第1話 悪役令嬢は笑って婚約破棄を受け入れる


「アリア・エヴァレット。今日この場で、お前との婚約を破棄する。」


 王立アルディア魔法学園の卒業記念舞踏会。


 豪華なシャンデリアが輝く大広間で、第一王子クロードの声が静まり返った会場へ響き渡った。
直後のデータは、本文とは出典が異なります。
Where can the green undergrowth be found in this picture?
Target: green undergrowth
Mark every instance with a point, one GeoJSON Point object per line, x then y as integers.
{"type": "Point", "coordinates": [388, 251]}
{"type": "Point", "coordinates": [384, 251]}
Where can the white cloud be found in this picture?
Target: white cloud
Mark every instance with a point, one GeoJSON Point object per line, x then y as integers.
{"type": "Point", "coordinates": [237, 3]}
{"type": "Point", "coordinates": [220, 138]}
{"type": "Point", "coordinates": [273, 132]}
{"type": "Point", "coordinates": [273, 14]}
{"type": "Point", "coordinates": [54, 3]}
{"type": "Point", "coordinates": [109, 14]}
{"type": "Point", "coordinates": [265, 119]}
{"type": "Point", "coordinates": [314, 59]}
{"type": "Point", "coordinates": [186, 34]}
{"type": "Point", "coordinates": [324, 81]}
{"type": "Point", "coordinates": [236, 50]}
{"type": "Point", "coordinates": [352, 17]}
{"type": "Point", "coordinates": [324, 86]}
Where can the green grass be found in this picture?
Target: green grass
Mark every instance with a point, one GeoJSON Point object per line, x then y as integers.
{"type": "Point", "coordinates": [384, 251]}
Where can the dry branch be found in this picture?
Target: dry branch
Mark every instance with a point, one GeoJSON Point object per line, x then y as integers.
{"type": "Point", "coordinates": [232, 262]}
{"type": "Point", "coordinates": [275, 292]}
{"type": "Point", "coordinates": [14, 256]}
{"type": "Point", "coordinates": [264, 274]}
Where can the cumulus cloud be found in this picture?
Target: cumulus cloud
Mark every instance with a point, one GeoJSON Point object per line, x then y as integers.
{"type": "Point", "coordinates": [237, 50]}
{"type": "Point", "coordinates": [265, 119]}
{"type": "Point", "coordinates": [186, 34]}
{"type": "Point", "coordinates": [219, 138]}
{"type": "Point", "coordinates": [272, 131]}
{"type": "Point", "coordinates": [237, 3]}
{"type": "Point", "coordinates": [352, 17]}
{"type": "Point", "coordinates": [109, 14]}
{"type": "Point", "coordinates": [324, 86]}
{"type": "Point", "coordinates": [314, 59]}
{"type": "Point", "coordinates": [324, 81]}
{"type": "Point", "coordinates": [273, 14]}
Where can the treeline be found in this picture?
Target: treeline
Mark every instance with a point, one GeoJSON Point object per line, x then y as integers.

 音楽は止まり、貴族たちの視線が一斉に一人の令嬢へ向けられる。


 公爵令嬢、アリア・エヴァレット。


 幼い頃から王妃教育を受け、完璧な淑女と呼ばれてきた少女だ。


 しかし同時に、人々は陰でこう囁いていた。


「悪役令嬢」と。


「君は平民出身の特待生リシェに嫉妬し、何度も嫌がらせを繰り返した。」


 王子の隣では、栗色の髪を揺らした少女リシェが不安そうに俯いている。


「……そんな。」


 小さく呟くその姿は、誰の目にも守ってあげたくなるような儚さがあった。


 貴族たちは口々に非難する。


「最低だ。」


「王妃候補失格だ。」


「やはり噂は本当だったのね。」


 その声を聞きながら、アリアは心の中でため息をついた。


(やっぱり、この日だった。)


 三日前。


 彼女は高熱で倒れたことをきっかけに、不思議な夢を見た。


 夢の中では別の世界で生きており、本を読み、働き、平凡な人生を送っていた。


 そして、この世界が「物語によくある悪役令嬢の世界」によく似ていることにも気づいた。


 断罪され、婚約を失い、家は没落する。


 そんな未来が、頭の中へ鮮明に浮かんでいた。


(でも、不思議ね。)


 アリアは王子を見つめる。


 怒りも悲しみもなかった。


 あるのは一つだけ。


(ようやく自由になれる。)


 王妃教育。


 政治。


 礼儀作法。


 毎日続く勉強。


 誰かの理想になるためだけに生きてきた。


 そんな人生が今日終わる。


 それだけだった。


 アリアはゆっくりと一礼する。


「婚約破棄、承りました。」


 会場がざわめく。


「……何?」


 驚いたのは王子の方だった。


 泣き叫び、弁明し、しがみついてくると思っていたのだろう。


 しかしアリアは穏やかに微笑んでいた。


「長い間、お世話になりました。」


 その笑顔に、王子は言葉を失う。


 すると、後方から一人の男性が歩み出た。


「失礼いたします。」


 王国宰相、ルーファス。


 王家を支える文官の頂点だ。


「陛下より預かっていた書状がございます。」


 彼は封筒を開き、静かに読み上げた。


「婚約破棄が成立した場合、エヴァレット公爵家と王家との共同事業契約は本日をもって終了する。」


 空気が凍った。


「共同事業……?」


 王子が顔色を変える。


「王都の魔導水路、結界維持、食糧備蓄、医療薬草園。それらはすべてエヴァレット公爵家の管理下にあります。」


 誰も知らなかった。


 王国を陰で支えていたのは、王家ではなく公爵家だった。


「王子殿下。」


 アリアは優雅に礼をする。


「どうか良き国をお築きください。」


 それだけ言って踵を返す。


 すると、広間の扉が勢いよく開いた。


「大変です!」


 近衛騎士が飛び込んでくる。


「北部国境の監視塔がすべて沈黙! 魔物の大群が王都へ向かっています!」


 会場が騒然とするなか、ほくそ笑みながら広間を後にした。